- Seizo Fukumoto has reportedly died 50,000 times in a career that has spanned half a century. His work catches the eye of Satsuki, who requests that he mentor her into becoming as good a fighter as he.
- The film centers an aged movie extra who specializes to be killed in samurai movies without ever being lit by the limelight. Using Charlie Chaplin's film Limelight as an underlying theme, the admirable story of Seiichi Kamiyama dealing with a new generation and fading craftsmanship is told with melancholy and soul.—Anonymous
- Kamiyama Seiichi (Fukumoto Seizo) is employed at a Kyoto studio as a "kirare-yaku" or "drop-dead" actor: a swordsman extra in samurai films who is always killed off in the fight. For 40 years he has been appearing in this capacity on a continuing TV samurai drama starring the hereditary kabuki actor Onoe Seijuro (Matsukata Hiroki) and, before him, his father (Kobayashi Nenji). At the start of the film, the cast is suddenly informed the show has been cancelled, to make way for a new period drama with younger actors and staff.
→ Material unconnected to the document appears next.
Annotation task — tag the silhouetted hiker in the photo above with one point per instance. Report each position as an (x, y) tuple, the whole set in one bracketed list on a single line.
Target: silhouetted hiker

This new drama uses CG trickery, inauthentic costumes and anachronistic props. Kamiyama and his small cohort of veteran drop-deads scrounge to find new roles at the studio, but disrespect from younger staff relegates them to performing in sword demonstrations for visiting tourists. (There is still a period studio in Kyoto at which these on-set "ninja shows" are done: the Uzumasa of the title.) Kamiyama still practices his swordplay every night on the deserted sets. He is noticed by a young female extra, Iga Satsuki (Yamamoto Chihiro), who convinces him, with difficulty, to take her on as a swordplay pupil. She soon lucks out and is catapulted to stardom as a swordswoman; while Kamiyama, starting to feel his age, is eventually pressured into retirement. When it is decided to co-star Iga with Onoe in a new film for theatrical release based on the 40-year samurai drama, she insists Kamiyama be given a featured drop-dead role, and then must convince a sad and hesitant Kamiyama to appear. The studio is happy to see him back, but in his big fight scene, for the first time in his life, he fumbles his sword. The director (veteran Nakajima Sadao, as himself)) wants to cut Kamiyama from the scene, but the young producer pressures him to take the scene again. In a closely-filmed, spectacular finale fight scene, Kamiyama executes his swan-song with beauty and grace, falling in a shower of cherry blossoms.